# Gigabyte Motherboard Phase LED's causing an issue?



## MorettiCA (Oct 24, 2009)

My specifications are this:

Operating System: Windows Vista™ Ultimate (6.0, Build 6002) Service Pack 2 (6002.vistasp2_gdr.090803-2339)
Language: English (Regional Setting: English)
System Manufacturer: Gigabyte Technology Co., Ltd.
System Model: EP45-UD3P
BIOS: Award Modular BIOS v6.00PG
Processor: Intel(R) Core(TM)2 Duo CPU E8500 @ 3.16GHz (2 CPUs), ~3.2GHz
Memory: 4094MB RAM
Page File: 1510MB used, 6913MB available
Windows Dir: C:\Windows
DirectX Version: DirectX 10
DX Setup Parameters: Not found
DxDiag Version: 6.00.6001.18000 64bit Unicode

The issue I am having has been going on for quite some time. To rectify the situation, I typically do not turn my computer off. I usually am forced to restart it multiple times and get a few BSODs before I get a clean bootup.

Basically I am a dual monitor setup. I keep Firefox open on the smaller monitor and on the main monitor, I used to play World of Warcraft and would leave it at the login screen on that monitor 24/7. However, if I ever was to close the game out of the screen and leave it overnight, the computer would almost always shut down on me. I would wake up the next morning and have to go through the painstaking bootup process. I built the computer myself, but this problem is confusing me. It seems as if, as long as the game is taking up the entire screen, the computer will run normal and stay up...but once that closes, the computer will shut down randomly.

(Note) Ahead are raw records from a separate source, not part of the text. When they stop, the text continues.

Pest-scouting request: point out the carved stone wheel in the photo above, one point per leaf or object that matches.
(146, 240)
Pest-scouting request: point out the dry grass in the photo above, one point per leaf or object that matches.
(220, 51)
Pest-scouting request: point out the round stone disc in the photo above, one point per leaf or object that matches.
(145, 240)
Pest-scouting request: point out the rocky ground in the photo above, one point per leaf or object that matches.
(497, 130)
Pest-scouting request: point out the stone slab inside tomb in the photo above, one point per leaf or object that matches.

I have noticed some issues during bootup on my motherboard, that could be related. The computer will boot up and whenever it has an issue, these "Phase LED" lights on my motherboard will be lit brightly. There are 6 multicolored lights that light up. Once those lights turn off...the bootup processes becomes normal and everything works. Not sure if that is related to the issue.

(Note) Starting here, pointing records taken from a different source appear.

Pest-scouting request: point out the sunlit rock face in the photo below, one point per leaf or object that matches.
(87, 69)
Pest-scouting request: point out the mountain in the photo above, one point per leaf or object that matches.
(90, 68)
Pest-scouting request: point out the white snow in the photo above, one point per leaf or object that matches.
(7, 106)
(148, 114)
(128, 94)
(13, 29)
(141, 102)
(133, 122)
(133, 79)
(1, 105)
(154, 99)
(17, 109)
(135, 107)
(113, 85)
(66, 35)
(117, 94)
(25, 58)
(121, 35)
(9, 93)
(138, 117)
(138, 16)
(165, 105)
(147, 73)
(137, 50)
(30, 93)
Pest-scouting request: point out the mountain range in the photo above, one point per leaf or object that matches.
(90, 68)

I have no idea what is causing my computer to shut down.


----------



## JimE (Apr 16, 2009)

Typically when there are multiple LED's on a motherboard, they are there for troubleshooting purposes. Have you checked the manual to verify their function and what they indicate?


----------



## Wrench97 (May 10, 2008)

What brand and model Power Supply and Video Card are you running?


----------



## MorettiCA (Oct 24, 2009)

Yes I did utilize the manual and the only thing mentioned about the lights is what they are called "Phase LED". All 6 are lit and nothing explains their meanings...

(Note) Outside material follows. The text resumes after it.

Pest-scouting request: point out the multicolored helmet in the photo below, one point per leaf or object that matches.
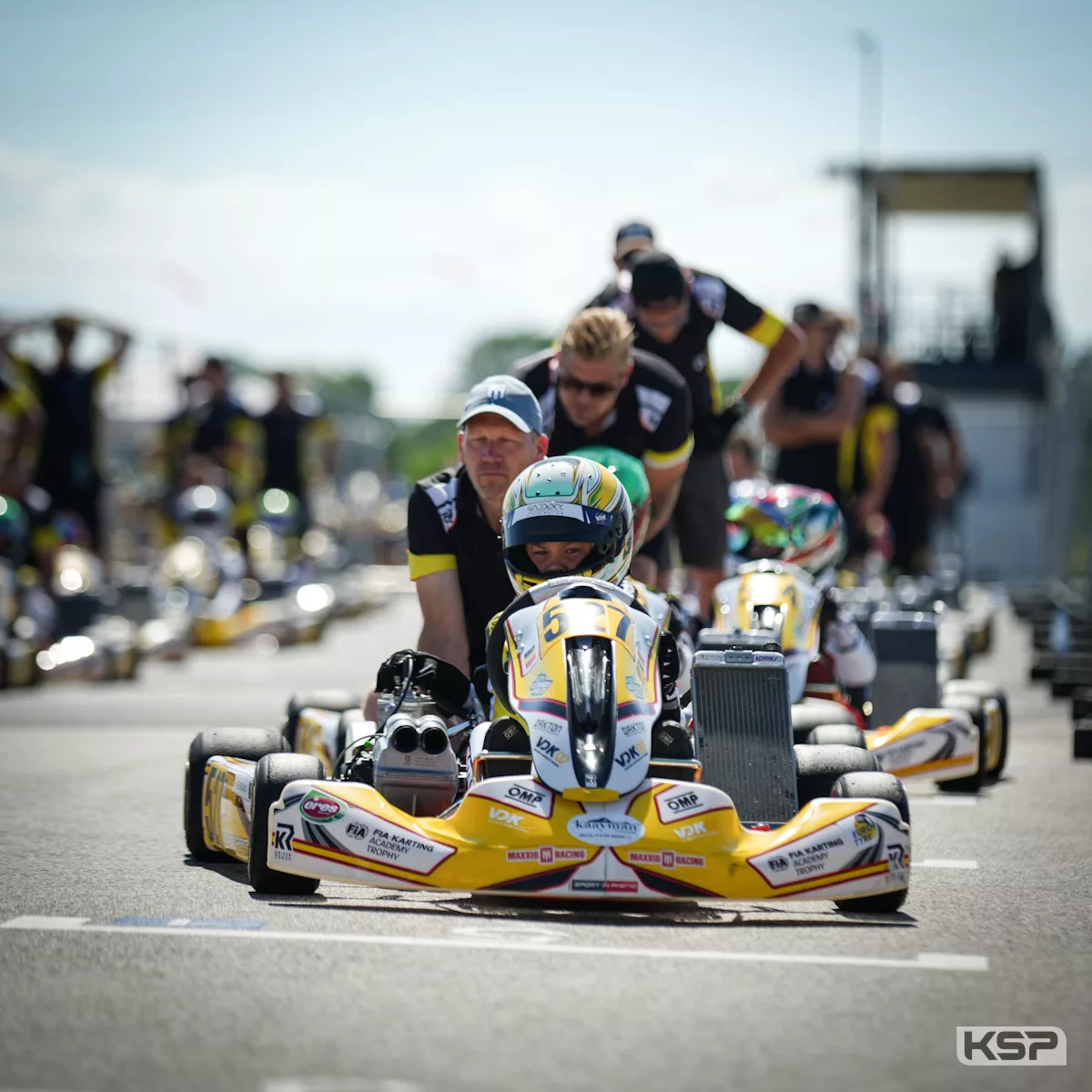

My Power supply is ZALMAN ZM600-HP 600W Continuous @ 45°C ATX12V V2.2 / EPS12V V2.91 SLI Certified CrossFire Ready Modular Active PFC Modular

My Video Card is SAPPHIRE 100259-1GL Radeon HD 4870 1GB 256-bit GDDR5 PCI Express 2.0 x16 HDCP Ready CrossFire Supported Video Card


----------



## Cobracon (May 3, 2008)

*The lights aren't for troubleshooting. They are merely a visual indication of the CPU's power consumption. Naturally they will all be lit during boot. If you engage the Dynamic Energy Saver function these lights will give a constant visual indication of CPU power level, otherwise they will go out after boot. *


----------



## Wrench97 (May 10, 2008)

Have a look in the bios on the next boot on the PC health page for the 12v, 5v & 3.3v voltage readings.
The boot issue is a classic under power issue, when booting all the drives spin up and the PSU doesn't supply enough power right away.
While the pc is in windows use sensor view pro to get the readings from within windows>
http://www.stvsoft.com/index.php?opt...d=17&Itemid=33


----------



## MorettiCA (Oct 24, 2009)

Well my computer had turned off again last night. After a few manual reboots I got it up and running and checked this forum. I ran that program and ran the BIOS test and all the voltages seemed pretty leveled off and stable. I probably need to look at the BIOS voltages when it is acting broken. But how does that correlate with my shutting down problem. The only way I can keep it from shutting down is by having the World of Warcraft login screen up on my main monitor. As long as nothing is on the main monitor...it will shut down on me during the night.


----------



## greenbrucelee (Apr 24, 2007)

Random shutdowns can mean a few things: Faulty ram, faulty power supplies, hard drive errors

power supplies when failing can have the voltages fluctuate up and down. This is a bad thing.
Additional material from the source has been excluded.